Tedder’s memories are sharp as she reminisces about her younger days, recalling dates as she and her siblings grew up on a farm.
She grew up in Mt. Tussell, four miles from Knifley, which was an active area of commerce at the time. She went to school at Mt. Tussell for eight years, where she walked the half-mile stretch when school was open from the first Monday in July until the third week in January.
“You had to buy your own books,” she recalls. “The county did not furnish books. There were no buses in the community. Everyone in the community had to walk to school. For me it was half a mile. For some kids it was two miles.”
When she was old enough to attend high school, that meant traveling to Knifley. A man with a pickup truck would pick up the students and take them to the high school.
“We were given 10 cents a day for the ride for him to pick us up and bring us back ,” she said. “Halfway through the school he decided he would quit. He quit and every one of us had to stop school. Nobody had cars and trucks in the whole community.”
Tedder remembers a “man on a black horse” who delivered the mail.
“Around the same time there was a covered wagon pulled by two horses coming from a Knifley store that delivered groceries to each house as it went down the road,” she recalls.
Later, a truck started coming from Clementsville and it would deliver groceries and pick up eggs. “Everybody sold eggs and bought their groceries at that time in the summer time.”
In the fall, Tedder said she sold walnuts for 50 cents a pound.
Tedder says Knifley was “a booming place” and she remembers Saturday trips to town where they would be treated with 10 peppermint sticks of candy for a nickel.
“There were six stores…There was a big pool room and on top of the pool room, there was two rooms.
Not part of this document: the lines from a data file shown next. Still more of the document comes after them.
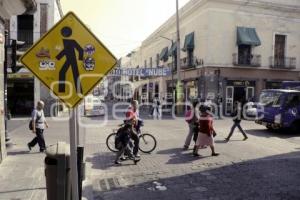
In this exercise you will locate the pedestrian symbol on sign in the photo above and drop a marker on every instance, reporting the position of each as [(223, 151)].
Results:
[(69, 52)]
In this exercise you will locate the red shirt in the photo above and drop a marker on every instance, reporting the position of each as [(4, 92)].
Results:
[(206, 124), (131, 114)]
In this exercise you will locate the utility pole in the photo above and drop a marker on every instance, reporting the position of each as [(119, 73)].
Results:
[(5, 85), (172, 68), (179, 89)]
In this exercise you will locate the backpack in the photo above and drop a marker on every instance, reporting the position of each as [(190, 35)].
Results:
[(30, 122), (158, 102), (119, 139)]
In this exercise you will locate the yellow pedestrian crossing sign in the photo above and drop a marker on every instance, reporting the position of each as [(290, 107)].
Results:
[(69, 60)]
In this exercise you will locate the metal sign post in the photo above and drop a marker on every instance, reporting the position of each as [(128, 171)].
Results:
[(70, 46), (73, 154)]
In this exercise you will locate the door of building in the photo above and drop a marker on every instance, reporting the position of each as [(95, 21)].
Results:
[(279, 52), (249, 93), (229, 100)]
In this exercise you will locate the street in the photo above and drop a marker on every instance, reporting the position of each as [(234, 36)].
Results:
[(263, 167)]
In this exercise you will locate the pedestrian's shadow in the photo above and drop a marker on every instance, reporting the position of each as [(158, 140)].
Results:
[(101, 160), (15, 153), (179, 156), (170, 151), (225, 142)]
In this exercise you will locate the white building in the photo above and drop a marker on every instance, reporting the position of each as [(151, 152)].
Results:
[(8, 8), (29, 28), (230, 48)]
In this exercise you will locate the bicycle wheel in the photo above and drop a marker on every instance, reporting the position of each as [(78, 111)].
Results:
[(110, 142), (147, 143)]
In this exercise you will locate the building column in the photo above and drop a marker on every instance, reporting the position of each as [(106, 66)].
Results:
[(37, 90)]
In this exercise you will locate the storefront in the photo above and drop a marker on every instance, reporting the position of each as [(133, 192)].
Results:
[(191, 90), (238, 90), (273, 84)]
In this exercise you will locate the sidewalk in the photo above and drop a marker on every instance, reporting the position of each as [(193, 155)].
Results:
[(21, 172)]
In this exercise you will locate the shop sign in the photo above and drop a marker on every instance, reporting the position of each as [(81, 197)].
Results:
[(142, 72), (241, 83)]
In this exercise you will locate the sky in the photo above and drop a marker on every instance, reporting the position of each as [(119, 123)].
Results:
[(122, 24)]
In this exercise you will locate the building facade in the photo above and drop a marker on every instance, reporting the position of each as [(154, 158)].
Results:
[(7, 9), (24, 90), (231, 50)]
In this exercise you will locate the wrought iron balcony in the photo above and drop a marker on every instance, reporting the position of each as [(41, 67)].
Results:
[(27, 37), (283, 63), (190, 63), (252, 60)]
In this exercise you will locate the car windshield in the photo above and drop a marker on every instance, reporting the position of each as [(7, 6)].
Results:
[(270, 98)]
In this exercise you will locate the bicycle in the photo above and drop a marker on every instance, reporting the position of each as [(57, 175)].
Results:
[(147, 142)]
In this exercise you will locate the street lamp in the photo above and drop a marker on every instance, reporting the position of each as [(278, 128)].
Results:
[(179, 87), (173, 63)]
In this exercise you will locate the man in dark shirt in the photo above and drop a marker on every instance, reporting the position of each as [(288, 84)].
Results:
[(237, 115)]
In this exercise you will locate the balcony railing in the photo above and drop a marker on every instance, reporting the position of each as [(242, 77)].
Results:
[(27, 37), (283, 63), (190, 63), (172, 66), (252, 60)]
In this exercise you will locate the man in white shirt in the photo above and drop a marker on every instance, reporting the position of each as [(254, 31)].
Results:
[(38, 125)]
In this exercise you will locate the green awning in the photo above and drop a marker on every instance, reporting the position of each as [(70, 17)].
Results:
[(247, 36), (189, 42), (173, 49), (164, 54)]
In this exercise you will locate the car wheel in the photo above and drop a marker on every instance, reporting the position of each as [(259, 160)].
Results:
[(295, 128)]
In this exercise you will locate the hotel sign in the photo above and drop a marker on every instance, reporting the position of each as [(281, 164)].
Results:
[(142, 72)]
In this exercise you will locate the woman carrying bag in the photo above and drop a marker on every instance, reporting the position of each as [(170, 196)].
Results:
[(206, 132)]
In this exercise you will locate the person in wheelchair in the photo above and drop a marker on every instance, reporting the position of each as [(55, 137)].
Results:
[(132, 116), (123, 143)]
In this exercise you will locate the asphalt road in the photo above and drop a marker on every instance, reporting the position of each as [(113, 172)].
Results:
[(263, 167)]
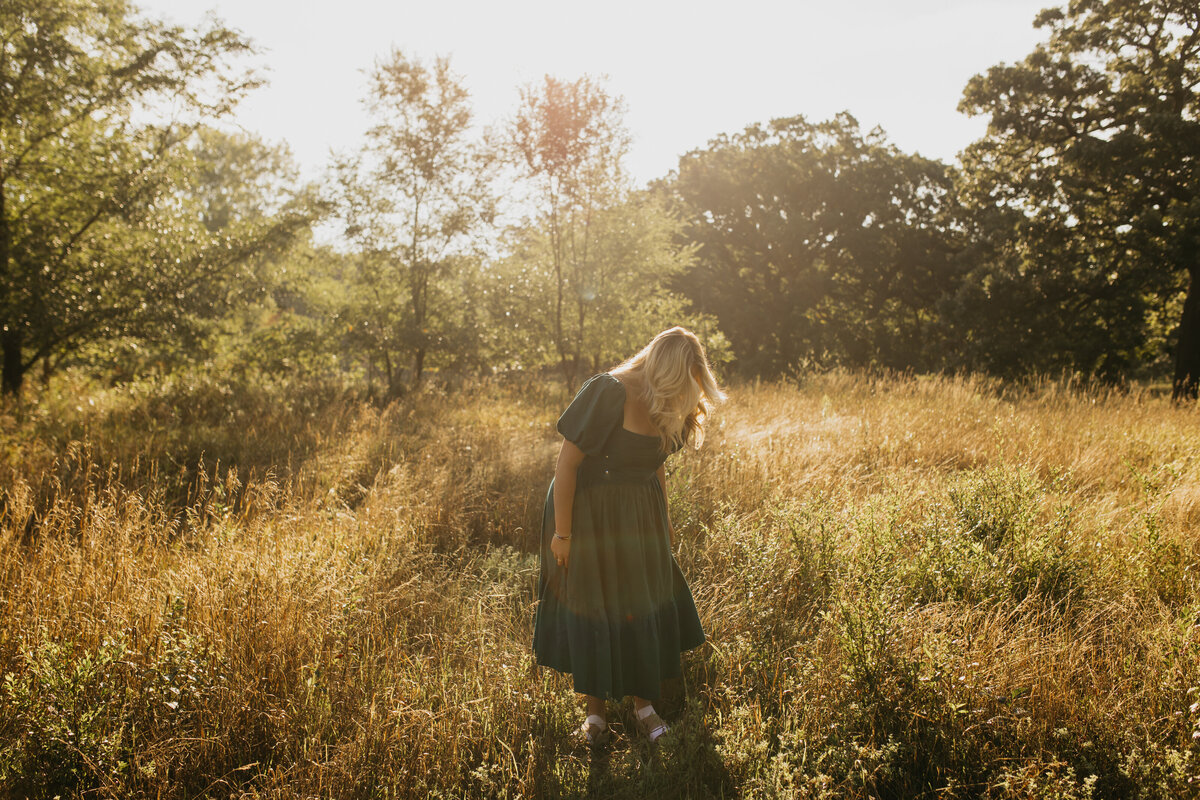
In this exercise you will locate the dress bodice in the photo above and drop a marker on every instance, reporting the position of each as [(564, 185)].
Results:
[(594, 421)]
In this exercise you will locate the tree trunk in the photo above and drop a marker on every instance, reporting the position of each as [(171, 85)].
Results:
[(13, 371), (1187, 350), (418, 366)]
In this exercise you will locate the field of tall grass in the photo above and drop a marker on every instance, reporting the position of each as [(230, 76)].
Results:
[(912, 587)]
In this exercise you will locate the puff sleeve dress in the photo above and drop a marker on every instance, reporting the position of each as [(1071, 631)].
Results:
[(621, 614)]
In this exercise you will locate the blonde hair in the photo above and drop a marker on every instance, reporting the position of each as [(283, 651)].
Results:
[(678, 400)]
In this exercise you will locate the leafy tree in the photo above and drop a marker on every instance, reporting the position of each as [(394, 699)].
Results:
[(1091, 169), (97, 236), (819, 242), (569, 140), (635, 254), (413, 200)]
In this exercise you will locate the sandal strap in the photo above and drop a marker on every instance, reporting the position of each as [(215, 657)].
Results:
[(651, 723)]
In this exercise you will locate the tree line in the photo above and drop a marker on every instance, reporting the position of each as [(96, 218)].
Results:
[(136, 234)]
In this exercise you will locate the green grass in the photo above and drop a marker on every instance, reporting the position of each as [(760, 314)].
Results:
[(912, 587)]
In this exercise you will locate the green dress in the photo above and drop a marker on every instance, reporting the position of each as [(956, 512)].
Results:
[(621, 614)]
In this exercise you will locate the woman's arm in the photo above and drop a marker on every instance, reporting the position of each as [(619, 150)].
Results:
[(565, 474), (663, 481)]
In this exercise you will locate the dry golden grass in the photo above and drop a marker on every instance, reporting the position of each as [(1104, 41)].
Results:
[(913, 588)]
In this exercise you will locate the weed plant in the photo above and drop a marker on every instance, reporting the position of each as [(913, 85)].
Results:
[(912, 588)]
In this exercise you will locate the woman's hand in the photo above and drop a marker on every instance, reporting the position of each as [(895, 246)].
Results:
[(562, 551)]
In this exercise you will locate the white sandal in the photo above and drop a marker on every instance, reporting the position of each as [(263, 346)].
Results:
[(594, 731), (651, 725)]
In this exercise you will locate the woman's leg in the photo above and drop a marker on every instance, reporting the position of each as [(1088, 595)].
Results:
[(648, 721), (595, 705)]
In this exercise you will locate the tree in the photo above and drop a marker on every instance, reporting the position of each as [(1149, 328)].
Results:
[(817, 242), (413, 200), (97, 239), (1092, 161), (569, 140), (635, 254)]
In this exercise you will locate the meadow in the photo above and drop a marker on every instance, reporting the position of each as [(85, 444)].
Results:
[(913, 587)]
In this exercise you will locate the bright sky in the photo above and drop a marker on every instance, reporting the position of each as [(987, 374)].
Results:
[(688, 70)]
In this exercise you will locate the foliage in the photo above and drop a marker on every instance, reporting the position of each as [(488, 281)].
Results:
[(817, 244), (911, 587), (413, 200), (569, 142), (100, 238), (1085, 187), (627, 295)]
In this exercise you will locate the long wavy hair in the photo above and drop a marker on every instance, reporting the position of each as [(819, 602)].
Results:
[(677, 385)]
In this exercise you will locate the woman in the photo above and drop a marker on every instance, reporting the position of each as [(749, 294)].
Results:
[(613, 607)]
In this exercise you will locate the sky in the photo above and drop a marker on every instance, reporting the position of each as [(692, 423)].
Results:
[(688, 71)]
There was a doctor that came from Campbellsville and he would come once a week . He brought his medicine in a suitcase and would climb the stairs and carried his medicine upstairs and doctor people.”
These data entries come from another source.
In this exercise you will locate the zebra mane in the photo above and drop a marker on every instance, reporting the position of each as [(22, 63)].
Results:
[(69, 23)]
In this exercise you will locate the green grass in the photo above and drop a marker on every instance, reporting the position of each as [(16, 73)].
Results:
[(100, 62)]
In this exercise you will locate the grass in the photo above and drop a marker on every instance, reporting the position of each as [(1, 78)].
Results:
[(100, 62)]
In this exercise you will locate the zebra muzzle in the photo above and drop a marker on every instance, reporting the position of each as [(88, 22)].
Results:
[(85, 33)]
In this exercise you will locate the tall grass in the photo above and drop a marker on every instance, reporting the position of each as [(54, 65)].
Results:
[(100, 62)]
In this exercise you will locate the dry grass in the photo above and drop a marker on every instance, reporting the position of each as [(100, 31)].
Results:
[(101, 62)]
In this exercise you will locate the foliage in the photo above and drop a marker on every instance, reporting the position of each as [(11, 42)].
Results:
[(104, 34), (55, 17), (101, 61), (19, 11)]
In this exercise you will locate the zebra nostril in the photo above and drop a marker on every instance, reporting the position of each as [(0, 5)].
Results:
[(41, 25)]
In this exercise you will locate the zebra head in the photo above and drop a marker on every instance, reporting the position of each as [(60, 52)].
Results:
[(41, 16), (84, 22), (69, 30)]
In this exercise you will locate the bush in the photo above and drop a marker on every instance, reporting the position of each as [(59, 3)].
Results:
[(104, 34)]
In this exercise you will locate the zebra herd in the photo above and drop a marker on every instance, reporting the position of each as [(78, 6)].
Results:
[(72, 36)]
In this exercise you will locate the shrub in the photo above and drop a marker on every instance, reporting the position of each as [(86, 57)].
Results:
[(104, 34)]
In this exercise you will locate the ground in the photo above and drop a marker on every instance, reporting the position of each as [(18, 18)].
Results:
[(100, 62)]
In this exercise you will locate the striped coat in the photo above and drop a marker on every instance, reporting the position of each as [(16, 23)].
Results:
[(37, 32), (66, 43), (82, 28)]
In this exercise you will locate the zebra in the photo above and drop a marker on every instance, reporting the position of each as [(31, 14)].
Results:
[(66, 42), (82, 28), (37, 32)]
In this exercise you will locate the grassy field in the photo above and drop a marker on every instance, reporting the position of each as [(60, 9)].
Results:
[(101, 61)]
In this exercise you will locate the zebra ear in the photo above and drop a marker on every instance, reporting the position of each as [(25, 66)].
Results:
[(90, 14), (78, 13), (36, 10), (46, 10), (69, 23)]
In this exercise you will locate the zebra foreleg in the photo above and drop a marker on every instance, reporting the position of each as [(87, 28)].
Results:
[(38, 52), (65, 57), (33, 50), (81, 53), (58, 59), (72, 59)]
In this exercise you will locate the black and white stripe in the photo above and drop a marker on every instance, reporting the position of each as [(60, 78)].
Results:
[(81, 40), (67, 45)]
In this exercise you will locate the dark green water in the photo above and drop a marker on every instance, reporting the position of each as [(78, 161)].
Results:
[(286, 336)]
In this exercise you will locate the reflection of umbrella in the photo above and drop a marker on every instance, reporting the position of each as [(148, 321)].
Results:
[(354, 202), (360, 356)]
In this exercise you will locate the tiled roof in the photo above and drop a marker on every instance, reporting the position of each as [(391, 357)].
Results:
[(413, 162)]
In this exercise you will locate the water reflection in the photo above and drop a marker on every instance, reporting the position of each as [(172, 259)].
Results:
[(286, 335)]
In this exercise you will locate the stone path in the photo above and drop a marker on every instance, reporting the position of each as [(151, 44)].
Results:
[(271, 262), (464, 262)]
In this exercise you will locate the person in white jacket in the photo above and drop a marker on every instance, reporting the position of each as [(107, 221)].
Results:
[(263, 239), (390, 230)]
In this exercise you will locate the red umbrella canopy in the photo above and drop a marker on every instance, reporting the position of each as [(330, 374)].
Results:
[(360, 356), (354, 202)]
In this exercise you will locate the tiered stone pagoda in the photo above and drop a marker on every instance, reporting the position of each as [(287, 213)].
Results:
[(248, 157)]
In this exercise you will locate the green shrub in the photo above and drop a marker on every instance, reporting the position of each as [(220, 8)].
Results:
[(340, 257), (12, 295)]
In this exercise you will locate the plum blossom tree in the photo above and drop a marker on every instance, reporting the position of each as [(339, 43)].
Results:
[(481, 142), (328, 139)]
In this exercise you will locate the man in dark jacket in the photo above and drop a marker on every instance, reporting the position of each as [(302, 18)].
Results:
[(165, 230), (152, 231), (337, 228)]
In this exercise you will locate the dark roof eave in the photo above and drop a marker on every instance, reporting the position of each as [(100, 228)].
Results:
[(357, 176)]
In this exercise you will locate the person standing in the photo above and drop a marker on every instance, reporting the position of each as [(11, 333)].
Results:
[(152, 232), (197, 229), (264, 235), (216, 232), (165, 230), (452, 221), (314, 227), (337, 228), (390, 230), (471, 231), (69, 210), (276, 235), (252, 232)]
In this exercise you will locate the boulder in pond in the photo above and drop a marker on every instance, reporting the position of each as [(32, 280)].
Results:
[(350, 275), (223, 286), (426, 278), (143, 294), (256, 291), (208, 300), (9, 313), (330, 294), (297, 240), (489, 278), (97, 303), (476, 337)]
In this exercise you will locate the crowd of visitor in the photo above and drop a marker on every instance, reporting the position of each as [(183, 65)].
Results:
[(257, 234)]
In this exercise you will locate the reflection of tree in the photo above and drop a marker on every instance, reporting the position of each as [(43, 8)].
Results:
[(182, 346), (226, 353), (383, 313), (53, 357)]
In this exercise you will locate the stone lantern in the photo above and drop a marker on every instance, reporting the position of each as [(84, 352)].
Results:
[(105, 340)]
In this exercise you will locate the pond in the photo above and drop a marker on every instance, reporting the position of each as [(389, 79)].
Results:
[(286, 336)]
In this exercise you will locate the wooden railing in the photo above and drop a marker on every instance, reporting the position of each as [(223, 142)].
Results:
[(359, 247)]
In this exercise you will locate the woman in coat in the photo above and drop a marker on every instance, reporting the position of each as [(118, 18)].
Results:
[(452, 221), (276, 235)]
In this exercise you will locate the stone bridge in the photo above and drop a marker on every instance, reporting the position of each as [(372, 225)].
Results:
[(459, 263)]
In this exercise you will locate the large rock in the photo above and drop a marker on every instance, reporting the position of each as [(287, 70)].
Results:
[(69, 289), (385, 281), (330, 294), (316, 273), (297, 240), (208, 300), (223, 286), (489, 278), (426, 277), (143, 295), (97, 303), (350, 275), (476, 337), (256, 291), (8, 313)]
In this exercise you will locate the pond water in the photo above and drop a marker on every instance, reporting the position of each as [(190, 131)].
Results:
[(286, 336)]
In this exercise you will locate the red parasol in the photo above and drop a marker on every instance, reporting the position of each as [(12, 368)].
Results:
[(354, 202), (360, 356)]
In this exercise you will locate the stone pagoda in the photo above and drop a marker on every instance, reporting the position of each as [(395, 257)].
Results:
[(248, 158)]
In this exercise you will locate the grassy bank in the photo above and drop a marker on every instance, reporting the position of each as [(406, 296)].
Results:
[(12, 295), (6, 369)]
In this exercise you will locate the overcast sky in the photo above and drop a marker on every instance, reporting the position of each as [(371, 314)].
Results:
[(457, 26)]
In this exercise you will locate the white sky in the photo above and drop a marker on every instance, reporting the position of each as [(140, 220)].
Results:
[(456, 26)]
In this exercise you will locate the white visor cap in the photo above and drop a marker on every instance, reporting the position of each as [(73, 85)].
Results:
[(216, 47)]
The spark of romance for her came when she was 12 years old. She was at a friend’s house playing when she caught the eye of her friend’s older brother.
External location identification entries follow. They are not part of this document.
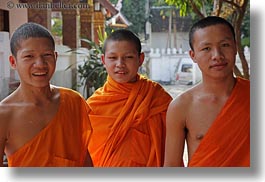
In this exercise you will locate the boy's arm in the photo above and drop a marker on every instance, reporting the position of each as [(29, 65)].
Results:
[(175, 134), (3, 131)]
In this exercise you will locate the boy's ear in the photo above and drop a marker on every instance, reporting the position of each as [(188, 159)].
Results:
[(192, 55), (13, 61), (141, 60), (55, 55), (103, 58)]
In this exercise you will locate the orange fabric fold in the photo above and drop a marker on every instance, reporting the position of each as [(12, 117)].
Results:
[(128, 122), (63, 142), (227, 142)]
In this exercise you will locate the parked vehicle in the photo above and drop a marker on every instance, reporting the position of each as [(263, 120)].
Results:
[(188, 72)]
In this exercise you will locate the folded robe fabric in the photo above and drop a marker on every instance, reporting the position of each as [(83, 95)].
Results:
[(63, 142), (227, 142), (128, 122)]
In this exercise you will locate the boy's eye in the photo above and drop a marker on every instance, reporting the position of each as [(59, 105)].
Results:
[(129, 57), (225, 45), (206, 49), (48, 54), (28, 56)]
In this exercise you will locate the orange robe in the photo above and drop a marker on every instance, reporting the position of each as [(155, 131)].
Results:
[(63, 142), (128, 122), (227, 142)]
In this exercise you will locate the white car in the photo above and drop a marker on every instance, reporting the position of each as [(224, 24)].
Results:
[(188, 72)]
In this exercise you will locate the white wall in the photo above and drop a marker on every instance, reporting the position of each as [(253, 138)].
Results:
[(159, 40), (4, 64)]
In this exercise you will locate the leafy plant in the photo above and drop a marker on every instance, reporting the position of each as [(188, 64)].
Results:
[(93, 73)]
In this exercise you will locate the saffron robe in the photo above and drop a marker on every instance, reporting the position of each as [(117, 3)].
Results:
[(63, 142), (227, 142), (128, 122)]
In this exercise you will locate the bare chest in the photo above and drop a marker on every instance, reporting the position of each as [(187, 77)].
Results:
[(26, 123)]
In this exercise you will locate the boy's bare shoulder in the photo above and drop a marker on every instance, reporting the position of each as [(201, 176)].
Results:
[(7, 106), (185, 98)]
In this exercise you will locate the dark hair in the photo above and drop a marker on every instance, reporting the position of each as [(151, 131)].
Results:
[(206, 22), (26, 31), (123, 35)]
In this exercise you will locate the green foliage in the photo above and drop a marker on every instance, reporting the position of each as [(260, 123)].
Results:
[(134, 11), (92, 73)]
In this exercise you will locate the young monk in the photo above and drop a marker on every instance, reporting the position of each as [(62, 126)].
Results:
[(128, 113), (214, 116), (41, 124)]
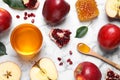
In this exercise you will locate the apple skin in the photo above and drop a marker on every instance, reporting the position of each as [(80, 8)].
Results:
[(5, 19), (87, 71), (54, 11), (109, 36)]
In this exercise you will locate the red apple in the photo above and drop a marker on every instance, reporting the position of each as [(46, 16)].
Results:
[(5, 19), (54, 11), (109, 36), (87, 71)]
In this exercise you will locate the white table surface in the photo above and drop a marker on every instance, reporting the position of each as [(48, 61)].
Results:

“The roses were blooming up in their yard, and he came up there where me and Catherine was at, and he picked a rose, and he put it in my hair,” she said. “That was where it started. And that rose just kept on blooming.”
Walter went into the Army.
“I never did forget him, and he didn’t forget me,” she said. “One day in the mail come a Val- entine card. He was in the Army at the time. It said, ‘Thinking so much of you, I wanted to send you a line. The nicest way I could think of, was sending you this Valentine.’”
He came home on furlough and they started dating. She was 16 at the time. He returned home after four years in the Army.
“We started dating heavy then,” Tedder said. “But Mama – there wasn’t cars to amount to anything – He walked mostly and came down to my house. It was a mile and a half or something like that. He would come down to my house and we had a room they called a parlor. We went into the parlor room. And Mama would holler bedtime at 8 o’clock and he would have to leave at 8 o’clock.”
She was 20 and he was 27 when they married on Oct. 25, 1947. Their wedding was the first to be held at the Roley Christian Church.
The couple bought a farm on Crooked Creek and bought the family farm after Gertrude’s father died. At one point they owned 300 acres of land. The homeplace was taken when the dam was built, but they continued to farm in the area their entire lives.
The Tedders didn’t have children, but they raised a nephew and Gertrude says she still checks on him every day. Her husband died in June 1996.
She taught Sunday school for 40 years to children up to 6 years old. She was also known for providing local children with a popcorn ball every Halloween.
“On Halloween night, people done meanness, but everybody was so good to me,” she said. “I made popcorn balls for all the children in my neighborhood. I made 60 for 25 years. People who got married and had kids who came and got a popcorn ball, they came back with their kids and got another popcorn ball. It was a big night. My living room, it was a sight.”
Tedder lived alone until she was 91, still growing a garden and mowing her yard. She fell and injured her arm and shoulder four years ago and now resides in the Grandview Nursing and Rehabilitation facility in Campbellsville.
Her friends and family will celebrate her 95th birthday with her on Tuesday. Visits will be made throughout the day to give her time to rest in between. Anyone who wants to wish her a happy birthday may drop a card off at the facility or mail it to her at 640 Watertower Bypass, Campbellsville, Ky. 42718.